NICE guidelines for some years now have included clear instructions for people with PTSD. However, it’s only recently that NICE recognised BPD, and, whilst they suggest that people with BPD are the highest risk group for suicide and that they can have terrible mental health symptoms, they are not very clear about treatment and appropriate care. Sadly, there’s a limited number of establishments that specialise in BPD, and they are usually private hospitals. The stigma of mental health is bad enough and workers are always wanting negative opinions to change. However, many mental health workers frown upon people with BPD, labelling them as attention-seekers and a nuisance. It’s clear that they have little training in this area of mental health and find it hard to understand or implement treatment. The feelings of not being understood are raw for people like me with BPD. I think services should start educating workers more in this area of mental health to prevent ignorance, discrimination and judgemental attitudes.

Please read about BPD!

As an NHS worker myself, I realise that many of us would like more training to deal with difficult situations and diagnoses but it’s seldom available due to cost implications and lack of resources. Therefore can I ask anyone who has an interest in mental health or works with people with mental health difficulties just to take a few moments to read up on BPD, and on how you can help? You would be amazed what a difference it makes to someone’s mood when they feel understood. Only 1% of people suffer with BPD but it would be useful if those 1% were taken more seriously.
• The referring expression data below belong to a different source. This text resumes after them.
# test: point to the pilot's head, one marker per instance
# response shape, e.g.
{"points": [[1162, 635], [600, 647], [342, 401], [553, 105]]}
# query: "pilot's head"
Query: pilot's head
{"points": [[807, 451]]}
User-friendly complex PTSD?

Maybe we should ditch the American label “Borderline Personality Disorder” and change it to the more user-friendly diagnosis, “complex Post-Traumatic Stress Disorder”? I would be interested to know what your thoughts and views are. I hope you can help.

Promised to be home soon

Today has been an easy day. I’ve done some more chores to ease the burden for Andrew. I also cooked a huge Sunday lunch, finished off with homemade apple and blackberry crumble and custard. It felt good to look after the family without considering it to be a big effort or chore. Time passed so quickly and before I knew it, it was 5.30 p.m. and time to go back to the hospital ward. I kissed Laura goodbye and promised I would be home soon.

Abusers have controlled my life for too long

Andrew dropped me off at the hospital and spent an hour with me. He seemed pleased that I was feeling better and encouraged me to stay in a more positive frame of mind. My abusers have controlled my life for too long and at times nearly beaten me. However, I’m still fighting and I am going to try and keep doing so.

I look forward to hearing your comments.